Les collectivités, via leurs associations d'élus, se plaignent de ce dispositif de contractualisation, mettant en exergue notamment l'effort précédemment consenti sous le mandat de François Hollande à la faveur du choc de la baisse de la dotation globale de fonctionnement de 11,48 milliards d'euros entre 2013 et 2017. Mais la différence est cependant d'importance: dans le premier cas, la baisse était identique quelle que soit la collectivité territoriale considérée.

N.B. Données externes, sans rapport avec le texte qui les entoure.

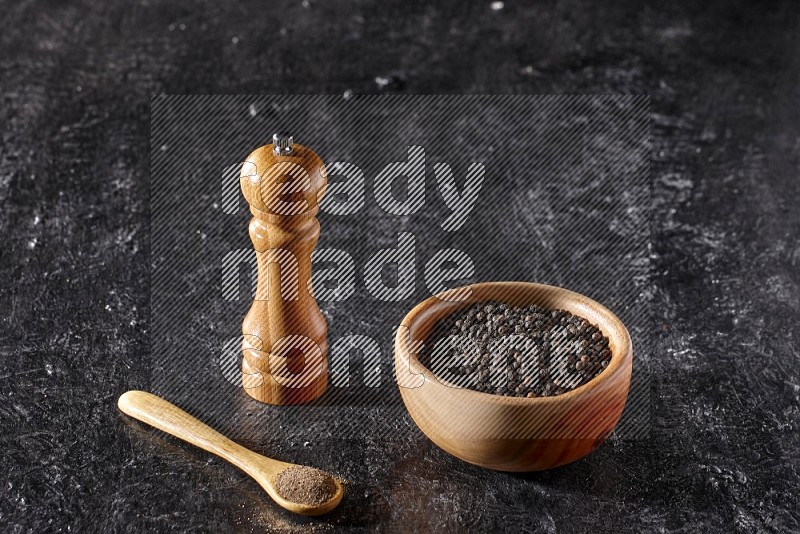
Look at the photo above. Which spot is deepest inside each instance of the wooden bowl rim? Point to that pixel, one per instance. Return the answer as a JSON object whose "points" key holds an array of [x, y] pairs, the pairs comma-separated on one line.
{"points": [[617, 360]]}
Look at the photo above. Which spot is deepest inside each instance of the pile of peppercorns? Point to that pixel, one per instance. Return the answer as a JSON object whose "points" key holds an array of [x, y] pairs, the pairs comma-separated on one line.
{"points": [[516, 351]]}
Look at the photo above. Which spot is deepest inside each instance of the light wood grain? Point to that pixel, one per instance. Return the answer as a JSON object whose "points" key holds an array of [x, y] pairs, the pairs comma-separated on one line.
{"points": [[284, 307], [513, 433], [165, 416]]}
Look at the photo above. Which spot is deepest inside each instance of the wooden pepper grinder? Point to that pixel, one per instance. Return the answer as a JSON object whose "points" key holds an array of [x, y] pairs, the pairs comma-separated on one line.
{"points": [[284, 341]]}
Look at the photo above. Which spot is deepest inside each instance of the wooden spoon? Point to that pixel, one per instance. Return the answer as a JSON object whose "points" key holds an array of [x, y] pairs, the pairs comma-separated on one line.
{"points": [[159, 413]]}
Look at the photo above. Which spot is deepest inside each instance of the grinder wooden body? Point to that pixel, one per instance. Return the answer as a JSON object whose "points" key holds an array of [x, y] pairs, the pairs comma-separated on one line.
{"points": [[284, 343]]}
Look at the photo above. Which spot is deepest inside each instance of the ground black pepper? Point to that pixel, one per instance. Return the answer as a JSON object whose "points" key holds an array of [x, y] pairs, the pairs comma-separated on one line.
{"points": [[305, 485], [516, 351]]}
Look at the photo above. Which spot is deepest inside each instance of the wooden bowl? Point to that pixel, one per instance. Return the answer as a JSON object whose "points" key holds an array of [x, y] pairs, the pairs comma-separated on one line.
{"points": [[513, 433]]}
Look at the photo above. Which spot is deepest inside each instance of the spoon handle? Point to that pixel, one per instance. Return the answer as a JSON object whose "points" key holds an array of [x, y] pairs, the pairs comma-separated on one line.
{"points": [[165, 416]]}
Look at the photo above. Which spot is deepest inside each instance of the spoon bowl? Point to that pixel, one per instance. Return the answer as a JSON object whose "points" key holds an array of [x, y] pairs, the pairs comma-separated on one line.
{"points": [[165, 416]]}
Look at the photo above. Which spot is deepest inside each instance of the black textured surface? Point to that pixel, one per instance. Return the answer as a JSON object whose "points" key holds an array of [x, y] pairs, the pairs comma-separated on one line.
{"points": [[76, 84]]}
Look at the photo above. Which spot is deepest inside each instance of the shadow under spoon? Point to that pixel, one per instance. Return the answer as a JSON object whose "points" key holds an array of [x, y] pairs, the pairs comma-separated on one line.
{"points": [[165, 416]]}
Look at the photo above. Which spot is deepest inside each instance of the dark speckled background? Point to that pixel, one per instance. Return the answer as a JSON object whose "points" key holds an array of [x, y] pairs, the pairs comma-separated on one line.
{"points": [[724, 79]]}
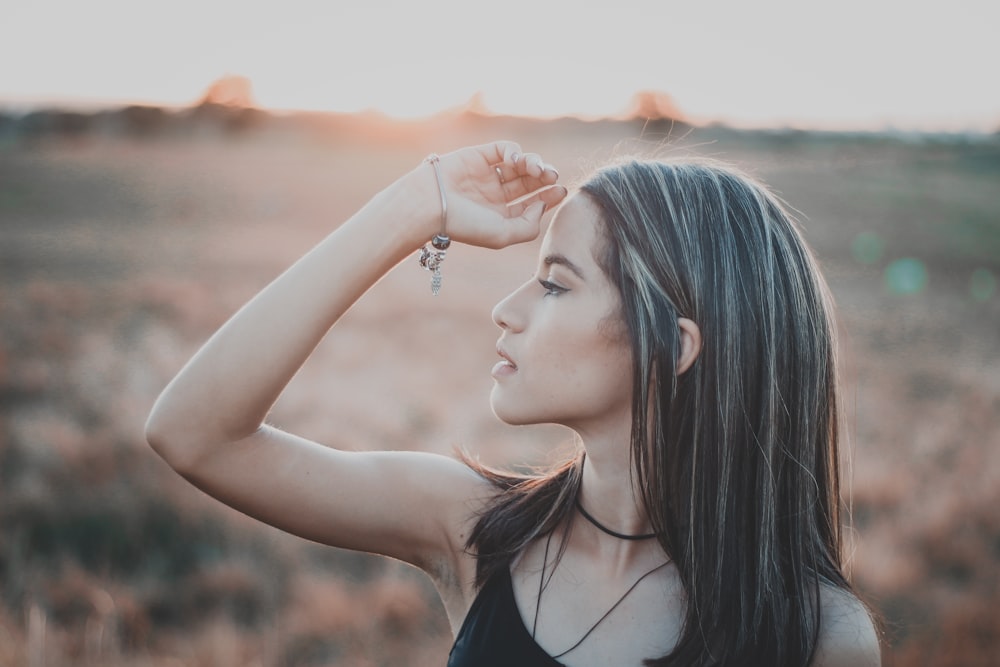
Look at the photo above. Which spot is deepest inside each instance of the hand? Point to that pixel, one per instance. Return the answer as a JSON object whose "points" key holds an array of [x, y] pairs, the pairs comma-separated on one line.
{"points": [[496, 193]]}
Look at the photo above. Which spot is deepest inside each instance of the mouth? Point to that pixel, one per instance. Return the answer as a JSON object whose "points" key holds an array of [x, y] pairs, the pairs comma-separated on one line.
{"points": [[506, 365]]}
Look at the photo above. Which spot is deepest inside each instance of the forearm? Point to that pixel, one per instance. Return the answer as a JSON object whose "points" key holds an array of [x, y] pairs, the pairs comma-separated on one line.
{"points": [[225, 392]]}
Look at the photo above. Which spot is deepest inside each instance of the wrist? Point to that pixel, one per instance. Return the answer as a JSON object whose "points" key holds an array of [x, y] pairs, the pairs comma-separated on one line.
{"points": [[414, 203]]}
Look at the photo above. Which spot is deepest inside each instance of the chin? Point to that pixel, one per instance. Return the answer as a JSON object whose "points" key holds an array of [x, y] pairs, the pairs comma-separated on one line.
{"points": [[510, 415]]}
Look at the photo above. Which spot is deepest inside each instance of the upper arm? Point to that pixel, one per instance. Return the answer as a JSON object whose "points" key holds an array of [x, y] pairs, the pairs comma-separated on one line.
{"points": [[412, 506], [847, 635]]}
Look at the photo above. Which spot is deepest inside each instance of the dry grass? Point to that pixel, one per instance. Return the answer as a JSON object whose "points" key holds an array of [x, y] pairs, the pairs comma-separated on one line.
{"points": [[119, 257]]}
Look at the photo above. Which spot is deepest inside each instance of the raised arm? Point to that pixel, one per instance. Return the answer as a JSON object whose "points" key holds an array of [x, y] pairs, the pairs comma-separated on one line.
{"points": [[209, 423]]}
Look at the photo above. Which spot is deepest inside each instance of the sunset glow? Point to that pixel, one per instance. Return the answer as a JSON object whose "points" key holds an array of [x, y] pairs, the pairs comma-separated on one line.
{"points": [[854, 64]]}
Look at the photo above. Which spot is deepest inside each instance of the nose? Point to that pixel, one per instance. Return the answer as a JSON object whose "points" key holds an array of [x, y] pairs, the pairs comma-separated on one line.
{"points": [[505, 313]]}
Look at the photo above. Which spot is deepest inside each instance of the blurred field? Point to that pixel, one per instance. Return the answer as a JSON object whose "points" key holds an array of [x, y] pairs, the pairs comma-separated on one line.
{"points": [[120, 255]]}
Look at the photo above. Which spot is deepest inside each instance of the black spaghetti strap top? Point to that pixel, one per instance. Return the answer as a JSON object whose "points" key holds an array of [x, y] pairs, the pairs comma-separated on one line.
{"points": [[493, 633]]}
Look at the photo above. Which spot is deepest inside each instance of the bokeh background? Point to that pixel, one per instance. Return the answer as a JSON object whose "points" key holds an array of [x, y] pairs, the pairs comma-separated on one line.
{"points": [[147, 191]]}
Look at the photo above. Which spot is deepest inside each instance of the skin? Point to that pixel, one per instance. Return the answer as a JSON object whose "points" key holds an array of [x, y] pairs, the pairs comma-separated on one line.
{"points": [[210, 425]]}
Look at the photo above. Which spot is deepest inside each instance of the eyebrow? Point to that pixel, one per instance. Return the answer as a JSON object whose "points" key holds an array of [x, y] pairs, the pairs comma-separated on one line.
{"points": [[563, 261]]}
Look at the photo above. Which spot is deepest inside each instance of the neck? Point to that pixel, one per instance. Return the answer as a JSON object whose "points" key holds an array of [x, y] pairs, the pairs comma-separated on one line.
{"points": [[609, 496]]}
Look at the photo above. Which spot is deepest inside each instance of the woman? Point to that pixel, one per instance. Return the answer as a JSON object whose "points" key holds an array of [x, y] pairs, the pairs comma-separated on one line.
{"points": [[676, 323]]}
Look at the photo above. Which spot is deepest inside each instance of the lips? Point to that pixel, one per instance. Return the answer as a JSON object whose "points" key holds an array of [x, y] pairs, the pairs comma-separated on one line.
{"points": [[505, 366], [506, 357]]}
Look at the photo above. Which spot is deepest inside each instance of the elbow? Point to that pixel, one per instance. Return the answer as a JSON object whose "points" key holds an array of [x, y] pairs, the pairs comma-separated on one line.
{"points": [[167, 437]]}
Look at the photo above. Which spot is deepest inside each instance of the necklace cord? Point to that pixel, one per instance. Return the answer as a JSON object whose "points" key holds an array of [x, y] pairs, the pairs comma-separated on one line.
{"points": [[605, 529], [542, 585]]}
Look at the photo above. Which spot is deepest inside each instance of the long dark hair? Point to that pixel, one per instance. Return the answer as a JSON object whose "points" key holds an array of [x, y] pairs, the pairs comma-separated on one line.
{"points": [[738, 463]]}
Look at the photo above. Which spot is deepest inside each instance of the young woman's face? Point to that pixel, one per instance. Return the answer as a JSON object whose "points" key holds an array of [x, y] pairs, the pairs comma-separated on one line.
{"points": [[565, 357]]}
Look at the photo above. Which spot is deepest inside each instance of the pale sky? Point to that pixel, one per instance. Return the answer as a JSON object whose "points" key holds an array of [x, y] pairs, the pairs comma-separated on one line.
{"points": [[849, 64]]}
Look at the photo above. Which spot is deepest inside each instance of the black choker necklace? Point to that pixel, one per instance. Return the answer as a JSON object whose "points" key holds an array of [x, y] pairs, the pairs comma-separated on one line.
{"points": [[603, 528]]}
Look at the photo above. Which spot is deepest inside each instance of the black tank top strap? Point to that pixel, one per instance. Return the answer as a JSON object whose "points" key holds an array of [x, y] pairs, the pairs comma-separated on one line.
{"points": [[493, 633]]}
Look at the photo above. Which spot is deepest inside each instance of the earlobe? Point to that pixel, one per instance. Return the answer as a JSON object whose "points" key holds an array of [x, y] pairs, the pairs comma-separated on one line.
{"points": [[690, 344]]}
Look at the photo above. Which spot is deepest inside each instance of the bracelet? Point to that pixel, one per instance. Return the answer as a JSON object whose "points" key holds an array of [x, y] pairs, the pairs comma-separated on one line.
{"points": [[433, 252]]}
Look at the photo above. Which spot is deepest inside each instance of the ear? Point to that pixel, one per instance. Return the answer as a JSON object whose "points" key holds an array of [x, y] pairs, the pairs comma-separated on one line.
{"points": [[690, 344]]}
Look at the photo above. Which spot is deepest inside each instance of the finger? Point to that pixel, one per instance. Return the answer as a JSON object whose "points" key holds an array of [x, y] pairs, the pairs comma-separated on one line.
{"points": [[509, 171], [524, 185], [524, 227], [499, 151], [549, 197]]}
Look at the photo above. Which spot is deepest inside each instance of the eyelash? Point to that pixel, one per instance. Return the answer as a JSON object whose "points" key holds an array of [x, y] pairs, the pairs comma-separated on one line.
{"points": [[551, 289]]}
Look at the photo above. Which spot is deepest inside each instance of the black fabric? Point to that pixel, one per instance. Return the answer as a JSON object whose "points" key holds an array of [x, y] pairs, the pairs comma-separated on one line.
{"points": [[493, 634]]}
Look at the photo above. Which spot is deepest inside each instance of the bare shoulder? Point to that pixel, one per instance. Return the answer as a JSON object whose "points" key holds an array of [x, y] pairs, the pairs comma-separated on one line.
{"points": [[847, 635]]}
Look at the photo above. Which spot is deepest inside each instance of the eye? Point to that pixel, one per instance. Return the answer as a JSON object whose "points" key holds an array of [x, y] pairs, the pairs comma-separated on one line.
{"points": [[551, 289]]}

Ce système de contractualisation est temporaire: il ne devrait durer que 3 ans. Il sera renouvelé et certainement amendé dès le budget 2019. Quoi qu'en disent les collectivités, ces dernières ont obtenu de limiter les effets de la contractualisation. Par exemple, elles ont obtenu que les budgets annexes de leurs comptes ne soient pas concernés par le contrat passé avec l'État. Concrètement, si la cantine de l'école est gérée par une société publique locale, c'est bien une dépense de fonctionnement qui ne sera pas contrainte dans son évolution par la règle du 1,2%... Les collectivités ont obtenu aussi que des avenants soient possibles si leur périmètre évolue, si des événements exceptionnels interviennent. Les départements, eux, ont obtenu que la variation des allocations qu'ils versent (RSA par exemple) ne soit pas prise en compte au-dessus de 2% d'augmentation…

Les régions semblent, pour leur part, rechigner à contractualiser alors même que les dernières simulations de l'association des régions de France montrent qu'elles satisferaient toutes en 2018 au critère des 1,2%...

La mesure est donc intéressante mais de court terme. Pour le moyen terme, il faudra déboucher sur une démarche beaucoup plus fine, analytique et partagée sur le modèle italien, tout en évitant les fuites (budgets annexes, règle d'endettement). On pourrait comparer ainsi le coût de chaque service public entre collectivités: les crèches, les écoles, l'eau, la voirie… Les Italiens en la matière sont bien en avance sur la France et comparent en permanence les collectivités entre elles pour les faire converger, politique publique par politique publique, vers les bons gestionnaires.

Une démarche identique à celle de l'Italie a été proposée par le Sénat mais malheureusement repoussée par l'Assemblée nationale. Le Sénat demandait aussi que tout citoyen puisse accéder aux termes du contrat passé entre l'État et chacune des 322 collectivités mais cela aussi a été rejeté. L'effort de transparence et de comparaison n'est clairement pas au rendez-vous… Difficile de croire qu'avec ce seul outil, 13 milliards d'économies sur les dépenses de fonctionnement des collectivités locales seront effectifs. D'où cette note de six sur dix.